Dios mío, siempre he sido tan terriblemente despistada los viernes. Pero tampoco sé qué te digo, si lo sabes perfectamente.
No puedo explicarte bien lo mucho que me he dejado de lado desde que te has ido. Estoy escribiendo por primera vez en tanto tiempo, en tantos meses. En tantos años, diría. ¿Qué me pasa? ¿Dónde estoy? Me da todo completamente igual. Tanto tiempo sin ser capaz de escribir una línea por miedo a que fuera una porquería, y al final esto es peor, porque es una puta mierda, pero encima estoy llorando.

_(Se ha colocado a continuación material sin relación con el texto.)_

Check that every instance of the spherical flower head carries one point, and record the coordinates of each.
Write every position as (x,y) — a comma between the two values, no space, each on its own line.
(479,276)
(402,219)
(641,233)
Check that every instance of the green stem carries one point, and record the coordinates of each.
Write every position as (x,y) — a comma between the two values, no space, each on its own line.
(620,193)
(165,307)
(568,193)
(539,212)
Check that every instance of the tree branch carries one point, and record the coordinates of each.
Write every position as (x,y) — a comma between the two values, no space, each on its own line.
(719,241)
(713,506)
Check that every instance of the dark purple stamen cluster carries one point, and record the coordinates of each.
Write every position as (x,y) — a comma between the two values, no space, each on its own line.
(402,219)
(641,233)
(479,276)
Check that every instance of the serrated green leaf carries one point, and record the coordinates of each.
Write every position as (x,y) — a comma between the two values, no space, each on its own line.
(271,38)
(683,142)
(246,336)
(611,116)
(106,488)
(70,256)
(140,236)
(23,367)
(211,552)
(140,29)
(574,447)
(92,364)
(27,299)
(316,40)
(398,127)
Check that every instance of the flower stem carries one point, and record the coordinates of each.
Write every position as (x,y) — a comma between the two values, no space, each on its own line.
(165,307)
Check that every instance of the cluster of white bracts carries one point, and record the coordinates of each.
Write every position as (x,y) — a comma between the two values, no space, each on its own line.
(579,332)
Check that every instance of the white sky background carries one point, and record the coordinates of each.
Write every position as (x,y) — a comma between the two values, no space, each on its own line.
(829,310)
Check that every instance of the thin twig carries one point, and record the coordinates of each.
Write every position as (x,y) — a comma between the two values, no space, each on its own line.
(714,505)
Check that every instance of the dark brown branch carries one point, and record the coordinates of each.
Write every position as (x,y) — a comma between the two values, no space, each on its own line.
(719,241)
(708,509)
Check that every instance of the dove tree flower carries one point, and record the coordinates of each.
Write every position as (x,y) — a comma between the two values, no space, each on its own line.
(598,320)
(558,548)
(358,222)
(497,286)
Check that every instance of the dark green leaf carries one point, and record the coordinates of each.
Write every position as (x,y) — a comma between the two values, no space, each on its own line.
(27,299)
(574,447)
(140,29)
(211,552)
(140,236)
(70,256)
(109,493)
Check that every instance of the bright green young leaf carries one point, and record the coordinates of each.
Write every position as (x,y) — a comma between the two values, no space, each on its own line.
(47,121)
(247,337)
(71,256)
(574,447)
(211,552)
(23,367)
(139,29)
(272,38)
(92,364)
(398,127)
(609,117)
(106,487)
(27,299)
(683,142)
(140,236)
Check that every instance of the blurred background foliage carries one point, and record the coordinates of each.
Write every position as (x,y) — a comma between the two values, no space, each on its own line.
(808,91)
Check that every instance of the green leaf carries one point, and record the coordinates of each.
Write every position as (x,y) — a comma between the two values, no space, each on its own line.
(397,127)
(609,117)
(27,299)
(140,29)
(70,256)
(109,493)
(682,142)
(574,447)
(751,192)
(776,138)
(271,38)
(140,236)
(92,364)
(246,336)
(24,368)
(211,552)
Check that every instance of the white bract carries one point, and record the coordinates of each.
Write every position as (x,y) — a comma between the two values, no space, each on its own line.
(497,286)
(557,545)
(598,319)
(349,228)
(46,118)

No sé hablar. No sé qué decirte. ¿Qué te pasa? ¿Dónde estás? Estoy tan terriblemente desorientada que me cuesta decidir en qué momento me abandonaste del todo. ¿Qué día es hoy? ¿En qué año estamos? Dios mío, ¿dónde estás?
A veces te juro que pienso que aún me quieres. ¿Cuándo me vas a abandonar del todo? Se me olvida, joder, ¿por qué se me olvida?

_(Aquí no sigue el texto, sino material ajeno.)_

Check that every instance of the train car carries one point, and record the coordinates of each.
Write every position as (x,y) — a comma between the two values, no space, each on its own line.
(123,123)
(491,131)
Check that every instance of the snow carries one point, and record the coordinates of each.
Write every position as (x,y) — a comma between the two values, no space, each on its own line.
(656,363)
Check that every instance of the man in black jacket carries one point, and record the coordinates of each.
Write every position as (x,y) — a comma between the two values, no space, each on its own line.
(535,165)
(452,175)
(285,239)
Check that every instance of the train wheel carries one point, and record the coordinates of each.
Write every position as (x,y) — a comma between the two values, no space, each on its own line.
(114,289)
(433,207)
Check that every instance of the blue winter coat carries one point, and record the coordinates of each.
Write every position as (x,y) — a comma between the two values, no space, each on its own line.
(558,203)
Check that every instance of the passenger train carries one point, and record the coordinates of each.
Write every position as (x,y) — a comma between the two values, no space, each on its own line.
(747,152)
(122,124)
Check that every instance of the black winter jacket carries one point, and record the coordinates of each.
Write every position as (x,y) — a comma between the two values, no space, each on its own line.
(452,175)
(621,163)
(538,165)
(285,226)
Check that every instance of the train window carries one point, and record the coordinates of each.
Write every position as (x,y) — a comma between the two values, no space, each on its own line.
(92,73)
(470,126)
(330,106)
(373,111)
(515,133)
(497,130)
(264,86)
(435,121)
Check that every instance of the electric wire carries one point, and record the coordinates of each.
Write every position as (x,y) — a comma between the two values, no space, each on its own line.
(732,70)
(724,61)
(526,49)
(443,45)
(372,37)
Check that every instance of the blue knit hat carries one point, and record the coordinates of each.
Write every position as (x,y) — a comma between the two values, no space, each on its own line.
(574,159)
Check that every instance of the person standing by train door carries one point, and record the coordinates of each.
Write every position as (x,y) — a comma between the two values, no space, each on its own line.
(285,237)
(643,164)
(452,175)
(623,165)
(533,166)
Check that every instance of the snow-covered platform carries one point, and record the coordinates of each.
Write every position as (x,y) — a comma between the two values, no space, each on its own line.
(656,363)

Nada de esto tiene sentido. A veces sigo esperando tu llamada, sigo esperando que sepas con quién hablas, quién es la persona que está al otro lado del teléfono, pero ¿cómo vas a saberlo si yo no lo sé? Hacía tanto tiempo que no me sentía tan yo...
No sé lo que estoy diciendo. No veo una mierda con las lágrimas, y de lo que más me enorgullezco es de que estoy usando cuatro dedos para escribir en el teclado del ordenador. De vez en cuando presiono la tecla del espacio con el pulgar para que parezca que tengo la más mínima idea de mecanografía, pero la verdad es que no sé una puta mierda sobre nada.

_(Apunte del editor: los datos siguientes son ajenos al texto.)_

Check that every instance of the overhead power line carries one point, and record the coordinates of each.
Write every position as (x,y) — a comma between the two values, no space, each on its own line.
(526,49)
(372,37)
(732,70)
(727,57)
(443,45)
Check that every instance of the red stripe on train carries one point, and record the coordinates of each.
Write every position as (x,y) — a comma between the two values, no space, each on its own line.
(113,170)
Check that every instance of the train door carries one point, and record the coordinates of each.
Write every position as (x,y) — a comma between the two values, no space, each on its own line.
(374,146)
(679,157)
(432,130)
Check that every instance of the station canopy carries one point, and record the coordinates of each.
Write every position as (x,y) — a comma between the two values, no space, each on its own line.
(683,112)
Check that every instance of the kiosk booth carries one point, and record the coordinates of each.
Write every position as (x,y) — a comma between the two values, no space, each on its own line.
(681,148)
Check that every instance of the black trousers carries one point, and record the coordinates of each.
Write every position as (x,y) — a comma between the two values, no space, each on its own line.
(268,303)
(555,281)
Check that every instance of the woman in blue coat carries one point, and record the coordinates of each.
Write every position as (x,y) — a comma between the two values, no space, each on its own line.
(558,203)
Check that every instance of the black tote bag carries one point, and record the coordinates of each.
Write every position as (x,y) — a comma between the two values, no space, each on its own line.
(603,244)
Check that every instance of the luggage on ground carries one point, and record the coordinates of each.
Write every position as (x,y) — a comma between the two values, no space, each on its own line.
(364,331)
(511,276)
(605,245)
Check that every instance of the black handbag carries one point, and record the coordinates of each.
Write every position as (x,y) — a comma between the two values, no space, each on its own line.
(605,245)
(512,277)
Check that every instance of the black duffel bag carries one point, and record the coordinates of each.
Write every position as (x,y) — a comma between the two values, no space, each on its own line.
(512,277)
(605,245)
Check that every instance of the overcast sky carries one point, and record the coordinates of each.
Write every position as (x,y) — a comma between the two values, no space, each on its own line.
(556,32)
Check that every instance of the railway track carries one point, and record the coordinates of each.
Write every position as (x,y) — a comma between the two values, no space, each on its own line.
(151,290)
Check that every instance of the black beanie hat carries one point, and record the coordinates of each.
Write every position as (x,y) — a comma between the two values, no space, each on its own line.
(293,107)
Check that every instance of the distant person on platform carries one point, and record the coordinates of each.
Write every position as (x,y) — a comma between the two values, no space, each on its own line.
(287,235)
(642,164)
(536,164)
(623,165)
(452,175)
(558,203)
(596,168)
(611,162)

Tú tampoco. Ambos sabemos que nunca has tenido demasiados conocimientos, pero te sabes vender muy bien. Tan bien que ahora mismo tengo un vacío enorme en el pecho, y sigo sin tener muy claro quién de los dos terminó por ganar la guerra. Supongo que tú, porque siempre tenías la puta razón, aunque no la tuvieras.
¿Cómo te puedo echar tanto de menos? ¿Cómo he podido aprender a vivir echándote tanto de menos? No me acuerdo de tu voz. Dios mío, no me acuerdo de tu puta voz. Pero de tu risa sí. Tu ex se ríe exactamente igual que tú, por algún motivo que desconozco, así que cada vez que digo una estupidez delante de él, te tengo delante de mí.
No sabía todo lo que te echaba de menos. Me la suda tanto todo. Tanto. Siempre he querido lo que no podía tener, y debería ser la mujer más feliz del mundo en estos momentos porque lo tengo todo, pero tú no estás por ahí, y me estoy cansando de las luchas, de que me apartes de todas partes, de que selecciones las porciones que puedo ver de tu vida.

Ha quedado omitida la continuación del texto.